The two Penn researchers join current Penn Parker fellow Katelyn Byrne, PhD, an instructor of Medicine at Penn, in receiving support from the Parker Institute for Cancer Immunotherapy.
The Parker Institute, which was founded in 2016, is a collaboration among some of the nation’s leading cancer centers including Penn; Memorial Sloan Kettering Cancer Center; Stanford Medicine; the University of California, Los Angeles; University of California, San Francisco; and The University of Texas MD Anderson Cancer Center. The Parker Institute network also includes more than 40 industry and nonprofit partners, more than 60 labs, and over 300 of the nation’s top cancer researchers. The Institute was created through a $250 million grant from the Parker Foundation, established by Sean Parker, who cofounded the file-sharing computer service Napster and served as the first president of Facebook.

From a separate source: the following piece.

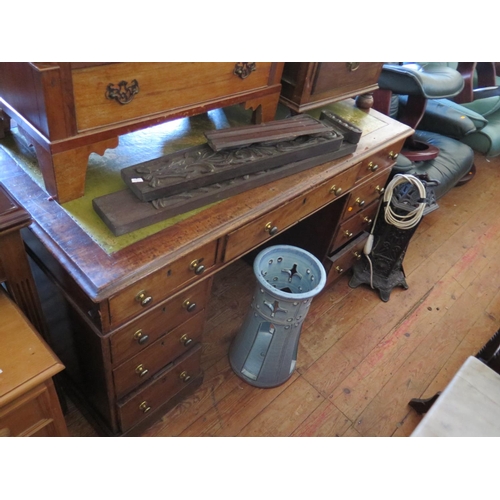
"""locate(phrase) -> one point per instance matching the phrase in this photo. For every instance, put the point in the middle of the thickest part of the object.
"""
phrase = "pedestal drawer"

Penn Medicine is one of the world’s leading academic medical centers, dedicated to the related missions of medical education, biomedical research, excellence in patient care, and community service. The organization consists of the University of Pennsylvania Health System and Penn’s Raymond and Ruth Perelman School of Medicine, founded in 1765 as the nation’s first medical school.
The Perelman School of Medicine is consistently among the nation's top recipients of funding from the National Institutes of Health, with $550 million awarded in the 2022 fiscal year. Home to a proud history of “firsts” in medicine, Penn Medicine teams have pioneered discoveries and innovations that have shaped modern medicine, including recent breakthroughs such as CAR T cell therapy for cancer and the mRNA technology used in COVID-19 vaccines.